SamCyanide
SamCyanide

Reputation: 333

Infinite time in PowerShell?

I'm trying to create a task which will repeat every 5 minutes indefinitely through powershell. However, I cannot figure out a way to do this through all my searching. New-TimeSpan -Days 9999 appears to be the maximum value, and no matter what I do I cannot get the time to go over 9999 days. Here's the trigger: $trigger = New-ScheduledTaskTrigger -Once -At $date -RepetitionDuration (New-TimeSpan -Days 9999) -RepetitionInterval (New-TimeSpan -Minutes 5)

$PSVersionTable.PSVersion reports what I assume to be v4, here's the output: Major Minor Build Revision 4 0 -1 -1

Upvotes: 6

Views: 6855

Answers (2)

Eric Eskildsen
Eric Eskildsen

Reputation: 4759

Omit RepetitionDuration:

$trigger = New-ScheduledTaskTrigger -Once -At '12:00am' -RepetitionInterval ([TimeSpan]::FromHours(2))

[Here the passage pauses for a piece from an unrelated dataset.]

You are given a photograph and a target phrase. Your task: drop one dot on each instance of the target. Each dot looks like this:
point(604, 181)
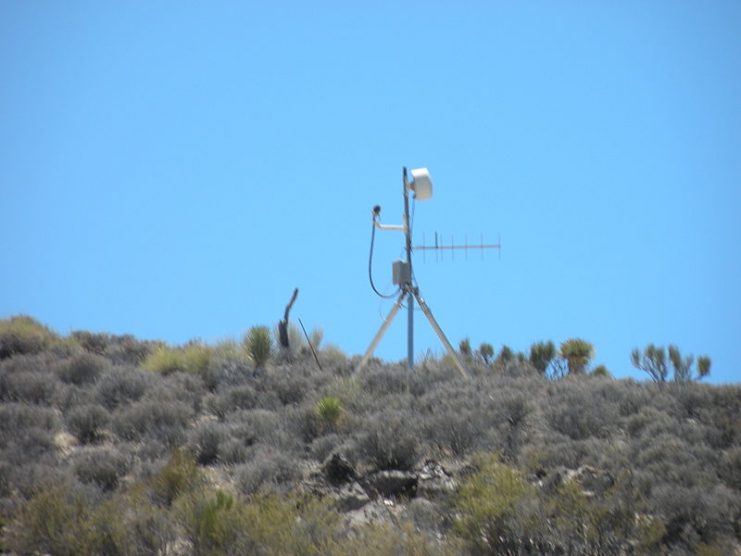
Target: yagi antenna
point(421, 186)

This runs at 12 AM and every 2 hours thereafter indefinitely.

Notes

This is per @FireEmerald's comment on the currently accepted answer, which doesn't work in PowerShell 7.2.5 on Server 2016.

The answer recommends setting RepetitionDuration to [TimeSpan]::MaxValue, which now errors out:

Register-ScheduledTask: The task XML contains a value which is incorrectly formatted or out of range.
(8,42):Duration:P99999999DT23H59M59S

Upvotes: 3

Tony Hinkle
Tony Hinkle

Reputation: 4742

Use -RepetitionDuration ([timespan]::MaxValue)

As of today, this gives you 10,675,199 days (almost 30,000 years).